Thuns ungemütliche Lage

Wirkte in den letzten Tagen angespannt: Thuns geforderter Trainer Jeff Saibene
Wirkte in den letzten Tagen angespannt: Thuns geforderter Trainer Jeff Saibene © KEYSTONE/URS FLUEELER
In Thun wären sie vor der 9. Super-League-Runde froh, wenn sie so viele Punkte auf dem Konto hätten wie St. Gallen oder Vaduz. Gegen Lugano ist ein Sieg des Schlusslichts deshalb Pflicht.

Vier Niederlagen in Serie, was letztmals 2011 unter Bernard Challandes vorgekommen ist, bedeuten den letzten Tabellenplatz. Für Trainer Jeff Saibene ist es eine «gefährliche Situation». Der Luxemburger hat es «noch nicht erlebt, dass man für solche Auftritte nicht belohnt wird».
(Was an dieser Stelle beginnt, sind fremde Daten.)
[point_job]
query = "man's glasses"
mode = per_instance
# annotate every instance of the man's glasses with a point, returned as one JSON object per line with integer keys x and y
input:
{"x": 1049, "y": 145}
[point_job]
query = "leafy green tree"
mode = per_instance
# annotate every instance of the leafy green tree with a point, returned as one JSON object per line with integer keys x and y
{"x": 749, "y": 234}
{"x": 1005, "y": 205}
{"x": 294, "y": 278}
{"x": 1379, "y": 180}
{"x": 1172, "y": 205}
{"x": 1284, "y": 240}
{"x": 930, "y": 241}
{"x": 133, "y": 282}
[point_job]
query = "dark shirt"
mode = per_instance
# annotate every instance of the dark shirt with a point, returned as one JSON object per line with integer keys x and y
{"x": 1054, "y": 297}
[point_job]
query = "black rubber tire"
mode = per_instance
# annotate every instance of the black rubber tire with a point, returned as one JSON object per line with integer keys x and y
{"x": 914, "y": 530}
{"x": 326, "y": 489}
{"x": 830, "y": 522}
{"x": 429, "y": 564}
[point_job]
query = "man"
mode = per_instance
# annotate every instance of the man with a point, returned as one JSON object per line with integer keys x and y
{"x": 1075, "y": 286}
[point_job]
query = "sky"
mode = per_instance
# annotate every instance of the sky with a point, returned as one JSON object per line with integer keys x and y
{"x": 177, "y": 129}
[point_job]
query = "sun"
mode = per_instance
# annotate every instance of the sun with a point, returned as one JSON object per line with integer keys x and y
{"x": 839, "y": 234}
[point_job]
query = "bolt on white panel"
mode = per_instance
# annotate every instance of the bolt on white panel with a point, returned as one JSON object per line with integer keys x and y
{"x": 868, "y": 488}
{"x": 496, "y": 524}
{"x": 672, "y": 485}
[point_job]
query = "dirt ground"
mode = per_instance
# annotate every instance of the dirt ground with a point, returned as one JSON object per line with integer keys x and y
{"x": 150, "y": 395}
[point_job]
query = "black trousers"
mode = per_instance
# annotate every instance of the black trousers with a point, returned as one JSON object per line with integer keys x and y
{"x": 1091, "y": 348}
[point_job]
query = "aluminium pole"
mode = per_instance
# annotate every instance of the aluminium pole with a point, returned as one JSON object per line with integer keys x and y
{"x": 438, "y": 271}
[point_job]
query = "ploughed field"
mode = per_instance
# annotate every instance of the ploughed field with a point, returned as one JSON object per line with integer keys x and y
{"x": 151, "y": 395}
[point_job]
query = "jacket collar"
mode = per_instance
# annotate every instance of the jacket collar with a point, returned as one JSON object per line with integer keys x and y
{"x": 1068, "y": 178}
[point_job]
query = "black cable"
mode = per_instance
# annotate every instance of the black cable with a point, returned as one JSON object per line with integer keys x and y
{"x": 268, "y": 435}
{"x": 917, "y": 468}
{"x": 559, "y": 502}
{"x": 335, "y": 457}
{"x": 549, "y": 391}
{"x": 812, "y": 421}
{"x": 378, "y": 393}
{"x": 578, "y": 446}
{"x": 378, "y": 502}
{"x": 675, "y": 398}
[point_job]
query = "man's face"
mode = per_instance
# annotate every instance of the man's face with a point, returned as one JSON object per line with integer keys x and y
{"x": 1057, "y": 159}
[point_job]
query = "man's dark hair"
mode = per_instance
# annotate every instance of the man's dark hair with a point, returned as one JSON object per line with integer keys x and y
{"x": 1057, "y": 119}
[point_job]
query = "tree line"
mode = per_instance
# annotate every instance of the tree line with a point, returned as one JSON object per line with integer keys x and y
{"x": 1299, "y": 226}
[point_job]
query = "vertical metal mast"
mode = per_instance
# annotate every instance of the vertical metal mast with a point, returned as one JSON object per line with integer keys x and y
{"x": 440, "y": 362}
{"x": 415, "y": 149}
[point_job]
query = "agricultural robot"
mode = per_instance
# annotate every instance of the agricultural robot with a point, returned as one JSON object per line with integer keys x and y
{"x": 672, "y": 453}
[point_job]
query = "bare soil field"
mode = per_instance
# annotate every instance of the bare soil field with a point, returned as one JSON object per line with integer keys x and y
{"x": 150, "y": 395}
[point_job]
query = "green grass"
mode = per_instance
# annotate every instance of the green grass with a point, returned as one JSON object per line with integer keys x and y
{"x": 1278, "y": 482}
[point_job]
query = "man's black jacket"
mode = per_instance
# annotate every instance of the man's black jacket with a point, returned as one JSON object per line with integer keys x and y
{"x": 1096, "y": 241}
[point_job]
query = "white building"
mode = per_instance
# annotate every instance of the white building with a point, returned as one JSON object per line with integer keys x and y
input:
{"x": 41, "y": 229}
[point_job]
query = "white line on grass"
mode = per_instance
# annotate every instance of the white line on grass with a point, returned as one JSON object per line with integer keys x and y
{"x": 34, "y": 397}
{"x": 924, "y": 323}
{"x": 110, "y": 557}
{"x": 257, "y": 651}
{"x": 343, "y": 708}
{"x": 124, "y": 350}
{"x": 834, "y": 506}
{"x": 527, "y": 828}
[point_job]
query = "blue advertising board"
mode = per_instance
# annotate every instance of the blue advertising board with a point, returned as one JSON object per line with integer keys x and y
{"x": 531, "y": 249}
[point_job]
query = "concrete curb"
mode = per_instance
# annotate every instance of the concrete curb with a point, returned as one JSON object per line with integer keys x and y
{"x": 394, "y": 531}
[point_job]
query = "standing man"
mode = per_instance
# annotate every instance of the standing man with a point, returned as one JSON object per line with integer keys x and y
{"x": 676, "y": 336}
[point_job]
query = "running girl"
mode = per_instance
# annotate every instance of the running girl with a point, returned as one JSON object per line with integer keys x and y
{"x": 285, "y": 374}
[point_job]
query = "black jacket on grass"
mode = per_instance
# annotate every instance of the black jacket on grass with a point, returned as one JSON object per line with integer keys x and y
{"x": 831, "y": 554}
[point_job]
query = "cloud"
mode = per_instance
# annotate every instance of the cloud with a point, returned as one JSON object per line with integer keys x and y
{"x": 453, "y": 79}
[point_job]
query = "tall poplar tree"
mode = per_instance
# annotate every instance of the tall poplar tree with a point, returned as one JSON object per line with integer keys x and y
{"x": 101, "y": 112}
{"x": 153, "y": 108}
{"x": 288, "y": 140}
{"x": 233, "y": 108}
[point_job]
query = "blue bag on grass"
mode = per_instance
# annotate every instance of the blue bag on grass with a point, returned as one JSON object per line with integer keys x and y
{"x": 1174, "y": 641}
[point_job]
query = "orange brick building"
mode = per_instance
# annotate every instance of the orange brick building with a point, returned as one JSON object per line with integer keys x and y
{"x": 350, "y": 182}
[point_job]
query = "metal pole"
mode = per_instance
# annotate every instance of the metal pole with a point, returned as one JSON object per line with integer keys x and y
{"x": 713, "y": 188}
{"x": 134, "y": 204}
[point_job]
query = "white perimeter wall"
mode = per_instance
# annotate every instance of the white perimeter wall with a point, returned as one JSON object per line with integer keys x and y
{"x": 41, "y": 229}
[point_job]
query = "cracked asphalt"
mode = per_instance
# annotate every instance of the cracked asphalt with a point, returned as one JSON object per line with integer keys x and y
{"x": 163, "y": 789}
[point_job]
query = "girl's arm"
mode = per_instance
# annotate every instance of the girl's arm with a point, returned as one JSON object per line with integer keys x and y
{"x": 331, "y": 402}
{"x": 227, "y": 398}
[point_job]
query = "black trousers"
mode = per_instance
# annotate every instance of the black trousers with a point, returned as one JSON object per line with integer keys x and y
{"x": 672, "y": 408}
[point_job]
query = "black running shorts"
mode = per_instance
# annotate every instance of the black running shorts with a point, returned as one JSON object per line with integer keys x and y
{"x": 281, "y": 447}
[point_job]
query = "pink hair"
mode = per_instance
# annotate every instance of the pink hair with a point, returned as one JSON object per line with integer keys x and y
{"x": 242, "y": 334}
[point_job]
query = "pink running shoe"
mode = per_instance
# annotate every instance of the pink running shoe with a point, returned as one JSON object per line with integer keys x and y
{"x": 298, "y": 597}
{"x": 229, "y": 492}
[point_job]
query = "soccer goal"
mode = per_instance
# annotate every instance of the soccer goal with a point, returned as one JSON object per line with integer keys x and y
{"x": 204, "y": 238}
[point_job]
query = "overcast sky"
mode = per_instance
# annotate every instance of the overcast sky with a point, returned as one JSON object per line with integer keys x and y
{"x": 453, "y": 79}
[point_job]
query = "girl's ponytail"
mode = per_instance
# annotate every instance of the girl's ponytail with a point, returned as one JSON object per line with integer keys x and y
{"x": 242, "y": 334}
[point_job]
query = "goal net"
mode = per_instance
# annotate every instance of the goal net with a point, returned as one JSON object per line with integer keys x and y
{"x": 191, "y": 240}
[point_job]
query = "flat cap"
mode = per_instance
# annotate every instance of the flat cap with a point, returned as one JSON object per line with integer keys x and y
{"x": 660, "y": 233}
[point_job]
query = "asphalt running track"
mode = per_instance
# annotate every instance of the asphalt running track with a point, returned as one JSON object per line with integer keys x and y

Saibene sprach damit die Spiele in Sitten (0:1) und gegen St. Gallen (1:2) an, in denen sich Thun viele Chancen erarbeitet hatte. Die Resultate stimmten aber schon seit dem einzigen Saisonsieg am 11. August gegen die Grasshoppers nicht mehr. Aufwand und Ertrag standen für die Berner Oberländer in keinem Verhältnis.

Dennoch bewahrt das Umfeld Ruhe. Sportchef Andres Gerber macht keine Anstalten, an der Besetzung des Trainerpostens etwas zu ändern. Eine Entlassung von Saibene ist, vielleicht auch aus wirtschaftlichen Gründen, nicht einmal ansatzweise ein Thema.

Saibene ist sich der heiklen Lage bewusst. Ein Sieg am Sonntag Nachmittag gegen Lugano (Anpfiff 13.45 Uhr) ist allein schon deshalb Pflicht, weil eine Woche später das Auswärtsspiel in Basel ansteht. In diesem ist eher weniger mit Punktezuwachs zu rechnen.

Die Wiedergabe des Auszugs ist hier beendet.